Short Attention Span Summary
Caution: ED visits may be hazardous to your health
This was a retrospective review of Medicare claims and death certificates which found that >10,000 people a year in the US die within a week of ED discharge, despite not having a life-threatening discharge diagnosis. Leading causes of death were CAD, MI, and COPD. Busier EDs with higher charges (i.e. doing more stuff) and higher admission rates had lower numbers of patients who died in the week following. Visits for altered mental status, dyspnea, or malaise/fatigue were complaints most closely associated with early death. Lower volume, non-academic EDs that had lower charges and had higher discharge rates had the highest rate of early death. Almost 300 of these early deaths were from narcotic overdose after presentation for a musculoskeletal complaint, which is totally preventable. The authors astutely note, “Policies designed to reduce overuse, whether in the setting of National Health Service budget constraints in the UK or the Affordable Care Act in the US, could exacerbate this problem.”
When in doubt, err on the side of admission – even if you get push back from the hospitalist, administrator, or your own government. When people feel bad enough to come to the ED, it often means something is really wrong, even if it’s not apparent on a surface level. Also, err on the side of ordering a few more tests when you’re not sure, especially in patients who are altered, dyspneic, or have generalized malaise.
BMJ. 2017 Feb 1;356:j239. doi: 10.1136/bmj.j239.
1Department of Emergency Medicine, Harvard Medical School, Boston, MA 02115, USA firstname.lastname@example.org.
2Department of Health Care Policy, Harvard Medical School, Boston, MA 02115, USA.
3Department of Emergency Medicine, Brigham and Women’s Hospital, Boston, MA 02115, USA.
4Department of Emergency Medicine, Harvard Medical School, Boston, MA 02115, USA.
5Department of Economics, Harvard University, Cambridge, MA 02138, USA.

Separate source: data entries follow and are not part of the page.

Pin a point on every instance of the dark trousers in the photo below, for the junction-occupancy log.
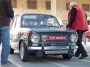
(80, 50)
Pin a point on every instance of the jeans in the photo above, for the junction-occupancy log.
(5, 40)
(81, 49)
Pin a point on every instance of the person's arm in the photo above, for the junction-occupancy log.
(72, 17)
(9, 9)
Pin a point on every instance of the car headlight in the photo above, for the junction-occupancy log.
(74, 37)
(35, 38)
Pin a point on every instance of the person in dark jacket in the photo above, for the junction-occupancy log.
(77, 21)
(6, 14)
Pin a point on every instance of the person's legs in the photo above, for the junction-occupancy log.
(81, 49)
(5, 36)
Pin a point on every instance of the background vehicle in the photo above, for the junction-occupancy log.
(40, 35)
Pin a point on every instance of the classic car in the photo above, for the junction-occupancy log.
(41, 35)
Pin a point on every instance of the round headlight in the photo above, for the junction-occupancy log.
(74, 37)
(35, 38)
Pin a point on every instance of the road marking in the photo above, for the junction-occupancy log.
(86, 61)
(15, 63)
(61, 65)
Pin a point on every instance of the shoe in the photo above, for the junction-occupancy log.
(83, 56)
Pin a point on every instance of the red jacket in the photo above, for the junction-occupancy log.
(80, 22)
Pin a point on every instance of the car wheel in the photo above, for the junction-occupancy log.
(66, 56)
(23, 52)
(11, 50)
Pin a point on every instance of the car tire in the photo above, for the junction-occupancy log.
(23, 52)
(11, 50)
(66, 56)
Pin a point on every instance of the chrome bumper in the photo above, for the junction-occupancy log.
(49, 48)
(52, 49)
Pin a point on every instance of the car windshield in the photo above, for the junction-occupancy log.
(30, 20)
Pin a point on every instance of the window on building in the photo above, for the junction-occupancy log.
(85, 7)
(32, 4)
(67, 6)
(14, 3)
(48, 5)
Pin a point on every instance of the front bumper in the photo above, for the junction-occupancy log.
(53, 49)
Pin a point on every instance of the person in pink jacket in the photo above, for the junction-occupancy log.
(77, 21)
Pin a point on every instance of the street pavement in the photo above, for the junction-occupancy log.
(49, 61)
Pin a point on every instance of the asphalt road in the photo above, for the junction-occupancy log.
(50, 61)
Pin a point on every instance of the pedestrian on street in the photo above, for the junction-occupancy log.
(6, 14)
(77, 21)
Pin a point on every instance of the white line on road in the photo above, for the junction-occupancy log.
(15, 63)
(61, 65)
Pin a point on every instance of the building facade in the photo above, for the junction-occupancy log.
(59, 8)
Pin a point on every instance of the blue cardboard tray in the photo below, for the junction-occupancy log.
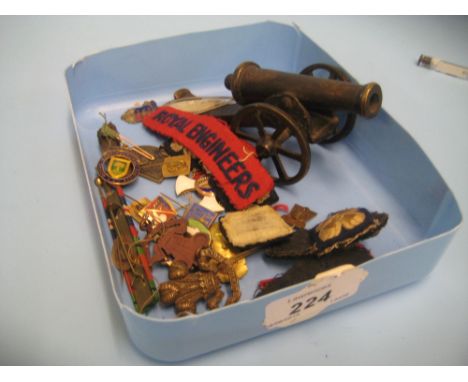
(379, 166)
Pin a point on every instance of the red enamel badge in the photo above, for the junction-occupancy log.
(241, 175)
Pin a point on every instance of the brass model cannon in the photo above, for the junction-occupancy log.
(281, 113)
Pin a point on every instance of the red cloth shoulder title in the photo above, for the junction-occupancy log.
(241, 176)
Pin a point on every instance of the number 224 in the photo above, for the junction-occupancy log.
(308, 303)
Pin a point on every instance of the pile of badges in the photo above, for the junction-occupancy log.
(232, 212)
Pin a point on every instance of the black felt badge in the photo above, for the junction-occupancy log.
(307, 268)
(340, 230)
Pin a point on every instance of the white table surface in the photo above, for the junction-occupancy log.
(57, 306)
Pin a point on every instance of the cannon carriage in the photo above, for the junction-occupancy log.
(281, 114)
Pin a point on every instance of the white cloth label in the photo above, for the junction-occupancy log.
(314, 298)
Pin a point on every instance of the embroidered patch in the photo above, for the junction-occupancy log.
(242, 177)
(256, 225)
(343, 228)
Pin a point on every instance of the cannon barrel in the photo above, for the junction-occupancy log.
(249, 83)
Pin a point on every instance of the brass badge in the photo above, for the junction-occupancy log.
(175, 166)
(332, 227)
(220, 246)
(118, 167)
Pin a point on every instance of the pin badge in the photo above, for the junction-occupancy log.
(175, 166)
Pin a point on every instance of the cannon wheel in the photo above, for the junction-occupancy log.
(334, 74)
(269, 128)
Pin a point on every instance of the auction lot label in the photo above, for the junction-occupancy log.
(314, 298)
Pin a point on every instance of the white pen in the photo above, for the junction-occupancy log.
(443, 66)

To measure incidence of early death after discharge from emergency departments, and explore potential sources of variation in risk by measurable aspects of hospitals and patients.
Retrospective cohort study.
Claims data from the US Medicare program, covering visits to an emergency department, 2007-12.
Nationally representative 20% sample of Medicare fee for service beneficiaries. As the focus was on generally healthy people living in the community, patients in nursing facilities, aged ≥90, receiving palliative or hospice care, or with a diagnosis of a life limiting illnesses, either during emergency department visits (for example, myocardial infarction) or in the year before (for example, malignancy) were excluded.
MAIN OUTCOME MEASURE:
Death within seven days after discharge from the emergency department, excluding patients transferred or admitted as inpatients.
Among discharged patients, 0.12% (12 375/10 093 678, in the 20% sample over 2007-12) died within seven days, or 10 093 per year nationally. Mean age at death was 69. Leading causes of death on death certificates were atherosclerotic heart disease (13.6%), myocardial infarction (10.3%), and chronic obstructive pulmonary disease (9.6%). Some 2.3% died of narcotic overdose, largely after visits for musculoskeletal problems. Hospitals in the lowest fifth of rates of inpatient admission from the emergency department had the highest rates of early death (0.27%)-3.4 times higher than hospitals in the highest fifth (0.08%)-despite the fact that hospitals with low admission rates served healthier populations, as measured by overall seven day mortality among all comers to the emergency department. Small increases in admission rate were linked to large decreases in risk. In multivariate analysis, emergency departments that saw higher volumes of patients (odds ratio 0.84, 95% confidence interval 0.81 to 0.86) and those with higher charges for visits (0.75, 0.74 to 0.77) had significantly fewer deaths. Certain diagnoses were more common among early deaths compared with other emergency department visits: altered mental status (risk ratio 4.4, 95% confidence interval 3.8 to 5.1), dyspnea (3.1, 2.9 to 3.4), and malaise/fatigue (3.0, 2.9 to 3.7).
Every year, a substantial number of Medicare beneficiaries die soon after discharge from emergency departments, despite no diagnosis of a life limiting illnesses recorded in their claims. Further research is needed to explore whether these deaths were preventable.